Runspace 的使用方式是先透過 RunspaceFactory 建立 Runspace,再建立 PowerShell 物件使用該 Runspace 物件執行。PowerShell 物件除了 Invoke() 方法外,還提供 BeginInvoke() 支援非同步呼叫,同時啟動多個 PowerShell.BeginInvoke(),檢查它們傳回的 IAsyncResult.IsCompleted 狀態等待所有 PowerShell 物件執行完畢,透過 EndInvoke() 取回結果,便實現了平行作業。Runspace 官方範例

依據以上概念,我們將 Start-Job 版改成 Runspace 版:

$groups = @(
    @(0..7),
    @(8..15),
    @(16..23),
    @(24..31)
)

$scriptBlock = {
    param ([object[]]$array)
    $array | ForEach-Object {
        $guid = (New-Guid).ToString().Substring(0, 4).ToUpper()
        Start-Sleep -Milliseconds (450 + (Get-Random -Minimum 1 -Maximum 50))
        return $guid
    }
}

$jobs = @()
$sw = [System.Diagnostics.Stopwatch]::StartNew()
$groups | ForEach-Object {
    $rs = [System.Management.Automation.Runspaces.RunspaceFactory]::CreateRunspace()
    $rs.Open()    
    $ps = [System.Management.Automation.PowerShell]::Create()
    $ps.Runspace = $rs
    $ps.AddScript($scriptBlock).AddArgument($_) | Out-Null
    $jobs += [PSCustomObject]@{
        Job = $ps.BeginInvoke()
        Runspace = $rs
        PowerShell = $ps
    }    
}

while ($jobs.Job.IsCompleted -contains $false) {
    Start-Sleep -Milliseconds 100
}
Write-Host "Duration: $($sw.ElapsedMilliseconds.ToString('n0'))ms"

$groupNo = 0
$jobs | ForEach-Object {
    $res = $_.PowerShell.EndInvoke($_.Job)
    $groupNo++
    Write-Host "Group $groupNo" -ForegroundColor Yellow
    Write-Host ($res -join ',')
    $_.PowerShell.Dispose()
    $_.Runspace.Close()
    $_.Runspace.Dispose()
}

寫法複雜些,但執行速度變快,3.9s 完成。
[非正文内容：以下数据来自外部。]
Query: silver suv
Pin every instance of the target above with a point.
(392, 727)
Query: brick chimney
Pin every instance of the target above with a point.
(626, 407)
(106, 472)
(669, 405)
在這個範例中,我們只啟動四線平行作業,平行數量愈多,Start-Job 與 Runspace 的效能差異會更明顯。

然而,Runspace 更可貴之處在於我們可以傳遞物件參數進去,與 Runspace 執行 ScriptBlock 共享物件,如此可做到各 Thread 由共用 Queue 取出待辦工作,實現經典的生產者消費者模式;而原本另起 PowerShell 物件執行無法用 Write-Host 將進度輸出到終端的問題,也能透過新增進度訊息字串 Queue 解決。

在 Runspace 間共享物件必須考量 Thread-Safty,放任多執行緒同時更新集合物件,很容易遇到各式各類的鬼問題。PowerShell 不像 C# 有 lock 指令,但用 Mutex 互斥鎖便能簡單實現多執行緒安全更新。這裡我選擇更簡便的做法,直接借用 .NET ConcurrentQueue<object>

而在呼叫 Runspace ScriptBlock 時,要以 By Reference 傳入 ConcurrentQueue 物件,做法傳入參數為加上 [ref],而函式內則透過 .Value 屬性存取內容。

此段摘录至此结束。